1. You have an amazing aerial photograph of the Kremlin that was featured on international media sites last year: how did that happen?
I got a commission from a book company to get Red Square and the Kremlin by drone and they said 'if you get the photo Amos, we'd be delighted but if you get caught you're on your own'. It was pretty risky, there are secret service, KGB, guys all around there but I got into this spot and used the traffic noise to hide the drone sound. I had it up for just two or three minutes and got this shot where you can see right inside the Kremlin. Then I brought it down, and while it was still flying shoved it into my case and ran down an alleyway, jumped a fence, dived into the back of this cafe and just downloaded the images to as many places as I could.
2. What led you into photography?
I grew up in a family of journalists (father is writer Geoff Chapple, sister Irene works for CNN) and photography seemed like the best way for me to get into the newsroom. No, I wasn't academic at school at all. Basically my childhood was barefoot and fancy free until school when life got real. We travelled around the South Island at one stage for my dad's work and I remember going to sleep in a bed that was humming with cars passing by out the window. Maybe that's what gave me a taste for the road. I got ushered out of my first primary school and at my second one, popularity seemed to be based on lunchtime fights or wrestling matches. Luckily I was pretty good at those. High school was just weird - we were all white, middle class and everything was kind of sweet in the world so we created our own adversity in our social circles and it became a really awful atmosphere.
3. Was it a bit Lord of the Flies?
A bit. It damaged a lot of people. I'll bump into people from my year now and we'll talk about it. Some never recovered. I was a bit all over the place at school. Didn't really understand why I was there. It's all a bit of a blur. People will say to me now 'remember Amos when the teacher turned around to write on the board and you jumped out the window' and I really can't remember that at all.

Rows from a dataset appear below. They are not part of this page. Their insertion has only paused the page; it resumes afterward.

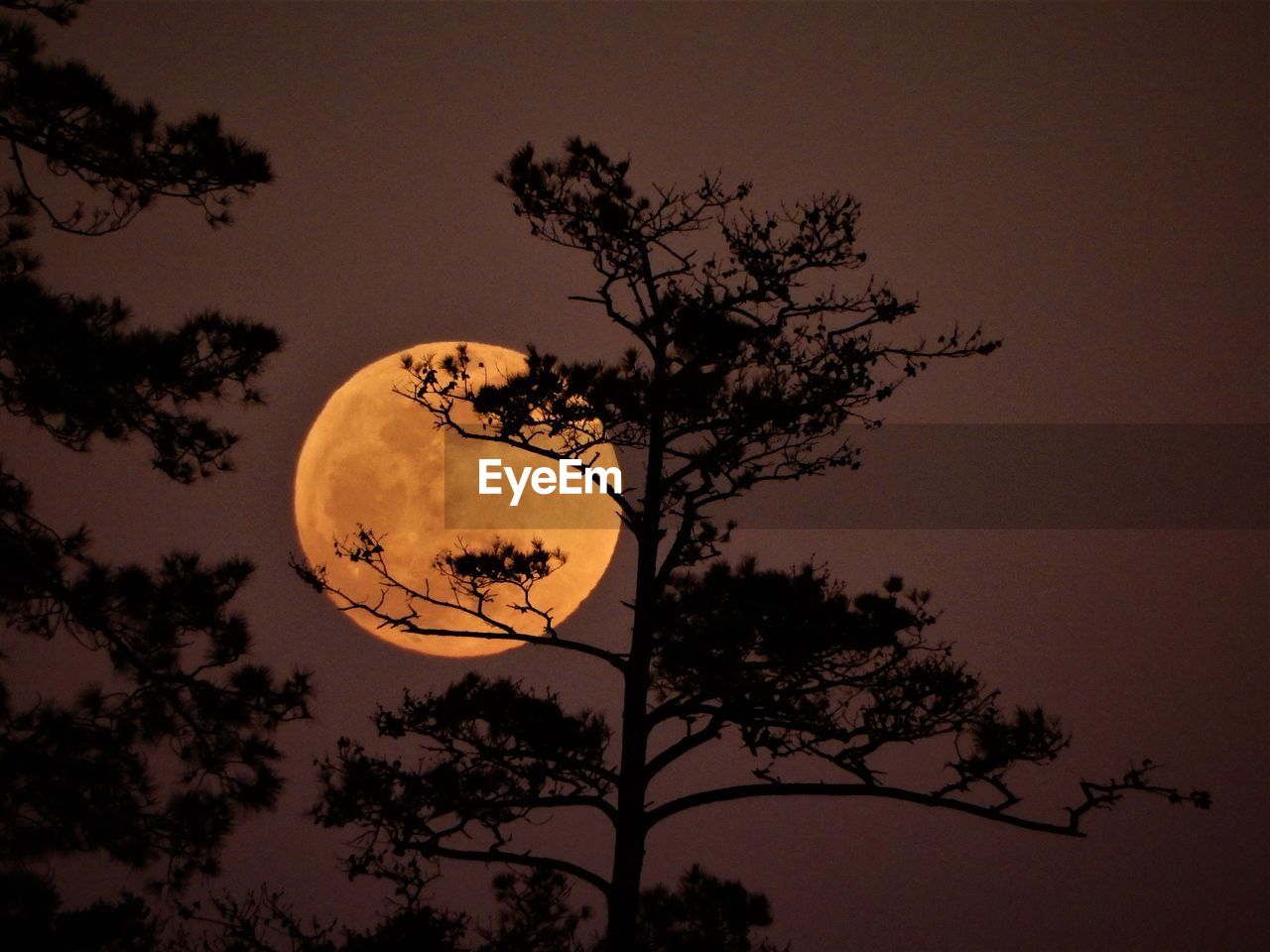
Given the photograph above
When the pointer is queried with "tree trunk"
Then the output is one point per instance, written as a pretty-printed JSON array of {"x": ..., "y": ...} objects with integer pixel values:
[{"x": 633, "y": 780}]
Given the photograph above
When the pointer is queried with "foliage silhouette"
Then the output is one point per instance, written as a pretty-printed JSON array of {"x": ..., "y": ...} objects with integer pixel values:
[
  {"x": 748, "y": 356},
  {"x": 87, "y": 774}
]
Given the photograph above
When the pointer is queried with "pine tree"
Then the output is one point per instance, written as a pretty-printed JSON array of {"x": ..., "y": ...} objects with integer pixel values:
[
  {"x": 748, "y": 357},
  {"x": 79, "y": 774}
]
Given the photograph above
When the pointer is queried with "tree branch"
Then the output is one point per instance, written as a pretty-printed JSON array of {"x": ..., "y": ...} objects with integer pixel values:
[{"x": 527, "y": 860}]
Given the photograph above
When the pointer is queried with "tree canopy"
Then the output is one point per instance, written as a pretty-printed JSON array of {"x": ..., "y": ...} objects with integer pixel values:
[
  {"x": 87, "y": 774},
  {"x": 752, "y": 344}
]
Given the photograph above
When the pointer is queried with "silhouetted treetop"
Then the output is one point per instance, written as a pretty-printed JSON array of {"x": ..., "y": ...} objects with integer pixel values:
[
  {"x": 753, "y": 341},
  {"x": 154, "y": 761}
]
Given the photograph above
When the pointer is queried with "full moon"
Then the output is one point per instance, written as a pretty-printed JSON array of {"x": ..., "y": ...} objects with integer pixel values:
[{"x": 376, "y": 458}]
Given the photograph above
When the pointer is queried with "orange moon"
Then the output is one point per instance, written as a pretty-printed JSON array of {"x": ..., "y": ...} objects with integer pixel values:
[{"x": 376, "y": 458}]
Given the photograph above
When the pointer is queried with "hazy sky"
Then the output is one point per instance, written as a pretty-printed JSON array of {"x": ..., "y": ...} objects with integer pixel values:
[{"x": 1089, "y": 181}]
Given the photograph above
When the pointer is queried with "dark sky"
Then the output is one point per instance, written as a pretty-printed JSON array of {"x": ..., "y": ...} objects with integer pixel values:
[{"x": 1089, "y": 181}]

4. When did you find your thing?
I was about 15 when I really found photography. I remember getting a picture of my mate jumping this big dangerous drop at school and our two friends were in the tree watching him jump with this look of shock and glee on their faces that he would even try it. That moment was just amazing. Now everyone can do it with digital and slow-mo but then it felt really incredible to be able to freeze that moment forever. At 17 Istarted pestering the Herald for a job.